Cultural Relevance

I have often heard Ron Allen discuss how dangerous it is to adopt a cultural rather than a biblical hermeneutic, and I entirely agree.

On the other hand, I also highly value the following statement from Alan Mann.

[T]he gospel narrative should not become a museum piece, and neither should the theology and cultural awareness that we derive from them.

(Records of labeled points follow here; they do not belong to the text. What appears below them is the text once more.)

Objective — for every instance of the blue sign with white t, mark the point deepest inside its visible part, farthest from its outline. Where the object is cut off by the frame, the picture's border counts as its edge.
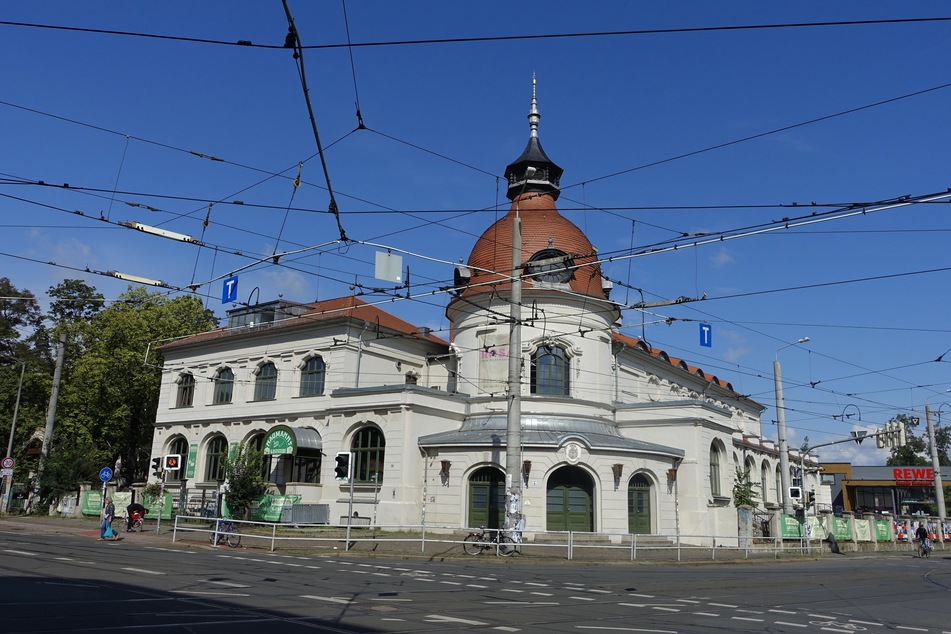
(229, 290)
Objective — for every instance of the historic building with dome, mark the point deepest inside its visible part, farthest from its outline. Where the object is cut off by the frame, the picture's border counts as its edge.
(615, 436)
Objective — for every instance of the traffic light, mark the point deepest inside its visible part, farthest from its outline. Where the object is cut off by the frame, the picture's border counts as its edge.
(342, 465)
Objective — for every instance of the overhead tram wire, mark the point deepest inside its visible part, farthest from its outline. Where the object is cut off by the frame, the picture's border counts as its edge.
(293, 41)
(496, 38)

We need to read and reread the atonement [among other theological issues – NL] as time and place change the context in which we are called to communicate the salvific work of Christ.

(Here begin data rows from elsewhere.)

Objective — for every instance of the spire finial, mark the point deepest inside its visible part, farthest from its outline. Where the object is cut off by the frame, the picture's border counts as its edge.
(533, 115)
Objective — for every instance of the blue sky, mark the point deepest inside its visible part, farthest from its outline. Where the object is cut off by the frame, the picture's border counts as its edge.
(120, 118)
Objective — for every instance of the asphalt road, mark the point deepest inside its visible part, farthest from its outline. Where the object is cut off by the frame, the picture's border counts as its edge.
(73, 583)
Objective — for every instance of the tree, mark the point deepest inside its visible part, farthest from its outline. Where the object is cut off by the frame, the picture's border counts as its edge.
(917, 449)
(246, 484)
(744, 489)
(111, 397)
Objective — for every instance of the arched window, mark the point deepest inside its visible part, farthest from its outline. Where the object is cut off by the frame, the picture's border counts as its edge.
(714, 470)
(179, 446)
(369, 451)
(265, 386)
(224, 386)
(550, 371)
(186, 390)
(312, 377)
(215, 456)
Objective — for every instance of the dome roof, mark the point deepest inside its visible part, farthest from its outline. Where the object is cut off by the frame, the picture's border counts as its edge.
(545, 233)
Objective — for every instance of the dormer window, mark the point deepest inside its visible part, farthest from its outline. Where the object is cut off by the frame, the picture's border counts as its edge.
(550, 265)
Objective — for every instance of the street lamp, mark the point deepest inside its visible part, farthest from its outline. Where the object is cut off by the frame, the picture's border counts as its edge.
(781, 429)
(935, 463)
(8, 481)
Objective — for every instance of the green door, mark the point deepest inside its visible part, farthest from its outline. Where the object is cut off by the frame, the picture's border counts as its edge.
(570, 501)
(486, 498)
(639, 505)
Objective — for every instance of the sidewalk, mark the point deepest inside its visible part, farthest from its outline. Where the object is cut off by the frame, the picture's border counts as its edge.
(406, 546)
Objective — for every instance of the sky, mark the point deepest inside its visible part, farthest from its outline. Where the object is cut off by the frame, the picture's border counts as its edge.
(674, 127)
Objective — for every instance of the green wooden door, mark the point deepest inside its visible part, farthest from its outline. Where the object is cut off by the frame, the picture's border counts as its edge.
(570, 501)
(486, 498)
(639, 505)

What would one call or how would one express the appropriate balance between those two seeming extremes?[1]


[1] Alan Mann, Atonement for a β€˜Sinless’ Society (Milton Keynes, UK: Paternoster, 2008 reprint) 3

4 thoughts on “Cultural Relevance

  1. I would say they are two different things (or at least should be).

    The interpretation of the content and meaning must be strictly what the biblical author intended to communicate, and must not be tampered with. (Mistakes should be corrected, but otherwise there is nothing to “update” without changing the message.)

    Application of the message and modes of communication may need to be updated based on the cultural context, but that’s not hermeneutics.

    My fear is that people use valid reasons for adapting forms of communication as reasons to use a different hermeneutic, thereby coming up with a different interpretation that better suits their interests.

  2. Here is the difficulty, Steve…we often act as if the explanation/understanding of the content and meaning that a previous generation gave is sacrosanct and must not be tampered with. This is wrong; while the original authorial meaning is absolute truth, our understanding/explanation of it is not.

    So, for example, some folks take the Scriptural truths on atonement and declare that penal substitutionary atonement theory is the absolute, must be held to truth that Scripture declares. This is not the case, even if I believe much (or even all) of what penal substitution theory says.

    It is entirely possible that Martin Luther, for example, gave an exegesis of Romans which propounded a true significance of the text, but was not the absolute meaning. I believe God leads His servants to draw truths from Scripture for a particular time and place, and that we will never exhaust the possible significances of the Text, and perhaps never articulate the exact original authorial meaning. (I’m referencing the work of E.D. Hirsch, Walter Kaiser, Jr. and Moises Silva in contrasting meaning with significance.)

  3. I agree that we should continually ask, “is our interpretation flawed or lacking, perhaps due to cultural filters?”

    However, that’s different than seeking to base our interpretation on current cultural relevance, which is what I’m afraid some try to do.

    I would also agree that the significance/implication of a text could change over time (this is a form of application), but I think we have to be careful with that. In many cases, the application/implication/significance is timeless and universal, just like the interpretation/meaning.

  4. Perhaps we ought to say that the language used to describe both meaning and significance can safely change in order to be more easily meaningful to the contemporary culture.

    I feel safe with that, however, the tough part comes when realizing that a previous generation (or generations) articulated the meaning of an idea, e.g., justification, differently than they ought to have, or only partially explicated its meaning, precisely because they lacked context regarding the original milieu. This necessitates the re-articulating of meaning, which makes many people enormously uncomfortable, but is nevertheless healthy.

    From my perspective, the problem comes when people attempt to re-articulate meaning because they have adopted a contemporary cultural hermeneutic. The reassessing of meaning on the basis of a biblical hermeneutic, however, is appropriate, and, indeed, ought to happen every generation or so.

    What is going on between John Piper and N.T. Wright right now is an ironic example of a non-traditionalist (relatively speaking of Piper in contrast to Wright) clinging to Reformation tradition articulations rather than acknowledging that Wright is remaining faithful to the Reformation-era truths, but filling out the places where the Reformers (or there descendants) read Reformation-era ideas into the Text, and thus allowing the Text itself to speak to us more fully.